Reputation: 720
I'm just pulling my hair out with python regexp's.
I have a string which contains the multi-line output from an os command.
One such line will contain a string like this following:
2015/04/13.16:26:07 156.0 GB of instance data copied, dev_iosecs 1887, dev_iorate 88.8 MB/s
I am wanting to parse out "156.0 GB" into two matching groups.
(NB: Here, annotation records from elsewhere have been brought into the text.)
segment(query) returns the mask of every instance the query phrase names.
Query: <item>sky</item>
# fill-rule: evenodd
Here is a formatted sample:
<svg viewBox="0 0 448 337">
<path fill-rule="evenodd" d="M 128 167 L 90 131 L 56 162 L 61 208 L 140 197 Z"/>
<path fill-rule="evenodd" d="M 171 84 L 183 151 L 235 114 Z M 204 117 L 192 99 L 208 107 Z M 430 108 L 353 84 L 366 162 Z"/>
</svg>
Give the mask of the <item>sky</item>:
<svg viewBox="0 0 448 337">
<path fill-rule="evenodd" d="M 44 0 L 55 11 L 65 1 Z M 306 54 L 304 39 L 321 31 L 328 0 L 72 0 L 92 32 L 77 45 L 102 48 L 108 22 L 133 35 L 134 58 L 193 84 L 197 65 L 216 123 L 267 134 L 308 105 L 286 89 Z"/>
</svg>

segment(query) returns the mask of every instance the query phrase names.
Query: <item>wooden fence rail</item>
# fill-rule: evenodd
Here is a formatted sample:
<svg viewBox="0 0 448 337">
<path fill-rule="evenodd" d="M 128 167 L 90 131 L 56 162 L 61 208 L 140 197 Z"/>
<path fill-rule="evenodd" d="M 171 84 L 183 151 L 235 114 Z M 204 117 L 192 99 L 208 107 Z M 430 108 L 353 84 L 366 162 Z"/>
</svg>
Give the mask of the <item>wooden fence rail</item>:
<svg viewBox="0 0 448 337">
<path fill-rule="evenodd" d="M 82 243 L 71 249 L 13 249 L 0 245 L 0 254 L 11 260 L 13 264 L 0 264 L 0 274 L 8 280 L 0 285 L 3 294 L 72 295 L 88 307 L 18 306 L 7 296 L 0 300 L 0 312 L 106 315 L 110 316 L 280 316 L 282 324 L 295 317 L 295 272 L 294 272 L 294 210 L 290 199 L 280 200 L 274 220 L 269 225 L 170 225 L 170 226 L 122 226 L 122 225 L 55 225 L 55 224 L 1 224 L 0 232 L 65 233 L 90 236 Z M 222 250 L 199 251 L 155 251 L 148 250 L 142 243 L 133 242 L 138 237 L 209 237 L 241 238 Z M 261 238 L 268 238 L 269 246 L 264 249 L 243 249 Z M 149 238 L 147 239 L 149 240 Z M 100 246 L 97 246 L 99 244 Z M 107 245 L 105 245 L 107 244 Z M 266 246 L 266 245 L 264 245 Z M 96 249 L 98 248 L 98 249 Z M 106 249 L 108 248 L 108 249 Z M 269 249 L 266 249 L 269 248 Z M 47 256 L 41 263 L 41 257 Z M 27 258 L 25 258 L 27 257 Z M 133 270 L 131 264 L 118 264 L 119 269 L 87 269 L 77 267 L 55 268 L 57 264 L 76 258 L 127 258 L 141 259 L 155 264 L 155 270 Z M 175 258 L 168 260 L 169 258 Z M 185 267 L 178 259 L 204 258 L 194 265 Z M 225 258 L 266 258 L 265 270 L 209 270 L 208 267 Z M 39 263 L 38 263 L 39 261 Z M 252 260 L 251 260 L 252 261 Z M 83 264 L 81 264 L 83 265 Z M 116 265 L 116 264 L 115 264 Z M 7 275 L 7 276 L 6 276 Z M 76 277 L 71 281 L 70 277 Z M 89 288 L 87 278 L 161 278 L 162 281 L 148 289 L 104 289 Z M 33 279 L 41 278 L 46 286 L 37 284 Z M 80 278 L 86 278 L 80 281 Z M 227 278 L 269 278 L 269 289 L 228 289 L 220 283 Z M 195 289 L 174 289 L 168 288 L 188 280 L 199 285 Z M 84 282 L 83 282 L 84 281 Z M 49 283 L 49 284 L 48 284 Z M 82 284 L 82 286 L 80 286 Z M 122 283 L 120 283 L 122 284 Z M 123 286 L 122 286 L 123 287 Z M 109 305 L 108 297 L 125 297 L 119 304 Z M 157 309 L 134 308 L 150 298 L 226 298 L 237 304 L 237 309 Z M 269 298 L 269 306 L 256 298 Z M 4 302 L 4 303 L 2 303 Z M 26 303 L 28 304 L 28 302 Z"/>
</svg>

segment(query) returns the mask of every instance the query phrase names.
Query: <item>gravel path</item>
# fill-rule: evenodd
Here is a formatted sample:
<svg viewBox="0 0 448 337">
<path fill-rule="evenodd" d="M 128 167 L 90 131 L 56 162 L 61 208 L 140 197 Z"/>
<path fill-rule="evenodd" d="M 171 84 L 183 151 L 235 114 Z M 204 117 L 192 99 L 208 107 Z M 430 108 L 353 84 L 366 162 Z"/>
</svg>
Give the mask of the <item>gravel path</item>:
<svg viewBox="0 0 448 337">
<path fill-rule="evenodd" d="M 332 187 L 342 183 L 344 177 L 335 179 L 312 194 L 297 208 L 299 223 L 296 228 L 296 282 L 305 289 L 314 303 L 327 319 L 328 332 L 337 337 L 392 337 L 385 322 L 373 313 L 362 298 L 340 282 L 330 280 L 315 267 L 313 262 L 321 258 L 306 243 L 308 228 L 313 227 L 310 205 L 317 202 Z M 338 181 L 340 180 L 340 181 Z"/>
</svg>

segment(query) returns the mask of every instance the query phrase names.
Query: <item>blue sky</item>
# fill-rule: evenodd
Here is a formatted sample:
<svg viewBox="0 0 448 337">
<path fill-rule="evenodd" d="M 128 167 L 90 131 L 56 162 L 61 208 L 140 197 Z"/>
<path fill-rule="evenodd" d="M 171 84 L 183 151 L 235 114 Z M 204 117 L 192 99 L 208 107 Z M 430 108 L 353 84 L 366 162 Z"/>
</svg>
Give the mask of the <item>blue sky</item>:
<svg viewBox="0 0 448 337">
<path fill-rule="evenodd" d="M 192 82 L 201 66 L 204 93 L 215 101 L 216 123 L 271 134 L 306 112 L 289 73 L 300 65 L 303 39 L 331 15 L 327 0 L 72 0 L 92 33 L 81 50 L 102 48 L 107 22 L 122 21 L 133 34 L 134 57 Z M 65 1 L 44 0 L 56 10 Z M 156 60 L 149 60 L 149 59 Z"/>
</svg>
This field can also contain TB, MB, KB and possibly even just byes but for now I just wanna focus on TB, MB and KB and I'll deal with the potential scenario where it's just bytes later if it arises.
if self.type == "cpinstance":
if re.search("of instance data copied", line):
m = re.match("(?P<datasize>\d[.][\d]) (?P<units>TB|GB|MB|KB) of instance data copied", line)
print m.group('datasize'), m.group('units')
if m.group('units') == "GB":
print "MATCH!!!!!"
I've tried scores of permutations of regexps and can't for the life of me get m.group to ever work.
Traceback (most recent call last):
File "./listInstances.py", line 187, in <module>
tscript = OSBTranscript(image.jobid)
File "/devel/REPO/PYLIB/osb.py", line 833, in __init__
print m.group('datasize'), m.group('units')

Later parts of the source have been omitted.